In the olden days, polite people made their rounds to each other’s homes and left calling cards with the servants who answered the doors. The lady of the house wouldn’t be home since she would likewise be making rounds leaving calling cards at other people’s houses. What a civilized gesture, and such a waste of time. If you really want to visit someone, why not show up when they might be home? Oh, right, because you shouldn’t expect to be entertained when you show up unexpectedly. That of course would be most uncivilized.
The relative beauty and expense of your calling card was just a part of the civilization game. If you had a really boring card, you must be either boring, or poor, or possibly really secure with yourself. If you had an extra fancy card, you must be interesting, or rich, or possibly really insecure with yourself. Odds are you probably had a card that fell somewhere in between, which added to the whole guessing game of where you fell into the perpetual pecking order.
This is all very quaint, outdated, and slightly disturbing. It’s a good thing our society has changed since then, right? Maybe not. We might slightly envy the elaborate dresses the fine ladies wore on their useless calling card rounds, but we also now know that they were being sucked in with bone crushing whale bone corsets and wore really impractical shoes. It’s much better to sit around in a t-shirt and leave a message on a girlfriend’s answering machine. I just wish we still had the manservant to listen to the messages and serve us tea.
Society really hasn’t changed very much. We just changed the rules. I go to your blog, you come to mine, I go to yours… it’s all very friendly and enjoyable, albeit with less fresh air than our ancestors got in the buggy ride from house to house. It’s all very civilized. Yep, very courteous and friendly, and I have to admit I really love doing it.
Sometimes visiting blogs is like visiting somebody’s house that has plants everywhere and toys in the yard and odd sculptures hanging from the ceiling. Sometimes it’s like going to the finest mansion in town and feeling kind of awed by what we find hanging on the walls. Sometimes we find out that our neighbors speak a different language or live in grass huts or igloos. It’s all really, really cool. Maybe even more importantly, we find out that there are a lot of nice and interesting people in the world, and we’re lucky to meet them.

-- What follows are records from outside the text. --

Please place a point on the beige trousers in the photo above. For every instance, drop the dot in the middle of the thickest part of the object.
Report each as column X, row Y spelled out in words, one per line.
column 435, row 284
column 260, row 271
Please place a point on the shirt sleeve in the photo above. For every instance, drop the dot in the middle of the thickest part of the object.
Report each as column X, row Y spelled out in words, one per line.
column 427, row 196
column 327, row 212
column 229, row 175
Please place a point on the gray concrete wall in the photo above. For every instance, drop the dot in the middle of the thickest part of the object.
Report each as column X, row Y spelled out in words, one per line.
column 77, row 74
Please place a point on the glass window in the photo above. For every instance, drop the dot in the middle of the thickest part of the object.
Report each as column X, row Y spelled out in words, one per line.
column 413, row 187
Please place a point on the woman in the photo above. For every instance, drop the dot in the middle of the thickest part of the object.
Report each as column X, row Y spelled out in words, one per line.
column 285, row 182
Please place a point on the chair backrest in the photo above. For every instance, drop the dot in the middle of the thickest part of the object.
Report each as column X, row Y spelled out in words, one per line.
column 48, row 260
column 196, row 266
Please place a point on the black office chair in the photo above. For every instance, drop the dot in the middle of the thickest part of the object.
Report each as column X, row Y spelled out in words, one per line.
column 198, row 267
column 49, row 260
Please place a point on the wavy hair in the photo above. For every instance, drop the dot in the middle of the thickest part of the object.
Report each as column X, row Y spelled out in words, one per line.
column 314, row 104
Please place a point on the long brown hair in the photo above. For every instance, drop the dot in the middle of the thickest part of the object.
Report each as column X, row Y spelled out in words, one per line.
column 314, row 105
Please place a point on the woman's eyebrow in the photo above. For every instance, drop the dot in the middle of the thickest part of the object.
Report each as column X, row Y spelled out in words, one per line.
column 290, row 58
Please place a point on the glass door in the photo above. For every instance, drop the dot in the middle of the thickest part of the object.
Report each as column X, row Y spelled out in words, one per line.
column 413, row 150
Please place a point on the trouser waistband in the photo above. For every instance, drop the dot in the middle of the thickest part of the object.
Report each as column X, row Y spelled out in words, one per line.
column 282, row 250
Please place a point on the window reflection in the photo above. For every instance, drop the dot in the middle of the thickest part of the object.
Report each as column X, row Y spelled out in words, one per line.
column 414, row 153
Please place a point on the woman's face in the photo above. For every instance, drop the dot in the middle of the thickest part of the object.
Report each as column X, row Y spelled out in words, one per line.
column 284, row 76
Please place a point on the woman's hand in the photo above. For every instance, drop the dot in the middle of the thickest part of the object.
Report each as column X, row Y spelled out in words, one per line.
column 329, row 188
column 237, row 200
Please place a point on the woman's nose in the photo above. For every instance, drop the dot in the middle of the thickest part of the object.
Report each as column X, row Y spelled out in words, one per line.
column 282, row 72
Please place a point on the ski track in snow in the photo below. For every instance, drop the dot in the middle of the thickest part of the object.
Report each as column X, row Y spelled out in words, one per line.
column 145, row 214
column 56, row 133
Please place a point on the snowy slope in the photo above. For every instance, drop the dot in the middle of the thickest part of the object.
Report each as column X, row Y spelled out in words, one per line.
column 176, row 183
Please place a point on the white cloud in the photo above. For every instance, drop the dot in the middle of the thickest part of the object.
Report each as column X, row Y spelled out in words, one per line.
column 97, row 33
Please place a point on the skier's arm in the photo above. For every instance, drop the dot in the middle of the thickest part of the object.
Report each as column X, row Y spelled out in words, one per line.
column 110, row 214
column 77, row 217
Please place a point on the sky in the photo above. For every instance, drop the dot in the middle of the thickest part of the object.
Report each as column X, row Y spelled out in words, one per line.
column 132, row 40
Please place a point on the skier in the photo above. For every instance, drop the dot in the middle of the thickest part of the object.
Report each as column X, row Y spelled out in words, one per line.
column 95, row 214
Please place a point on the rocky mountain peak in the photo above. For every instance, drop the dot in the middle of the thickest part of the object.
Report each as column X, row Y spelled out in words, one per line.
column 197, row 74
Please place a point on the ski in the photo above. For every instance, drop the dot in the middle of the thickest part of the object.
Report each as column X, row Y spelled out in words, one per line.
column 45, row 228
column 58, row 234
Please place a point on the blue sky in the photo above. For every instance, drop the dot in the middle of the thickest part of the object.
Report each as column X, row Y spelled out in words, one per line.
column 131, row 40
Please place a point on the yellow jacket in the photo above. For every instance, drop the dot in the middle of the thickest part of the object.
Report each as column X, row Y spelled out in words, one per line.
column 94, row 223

These are calling cards I kept when cleaning out my grandma’s house. Maybe my grandma knew who Wm. Clouser was, and who he wanted to “Accept my Love”? The peacock fan is glued at the bottom and bends down to reveal Wm.’s name. Charlie Barro apparently thought that was a good idea with his disembodied hand offering a bouquet of roses “With love and fond wishes”. I wonder who he was trying to impress? Since neither of these men made it into my family tree, why were their cards kept all of these years? Were my ancestors heart breakers or heartbroken?
I scanned in the prettier cards in my collection. Others are simply script fonts engraved on heavy cards, but I like my great-great-grandmother’s card because she was studying penmanship, and that’s her actual writing – which goes to the point of why I keep these things I guess. They were in real people’s hands before they put on their gloves for the buggy ride.
Since it’s Illustration Friday, I put my own business card on top. I feel like I’m cheating a since I posted this hawk last year, but sometimes isn’t it the gesture that counts?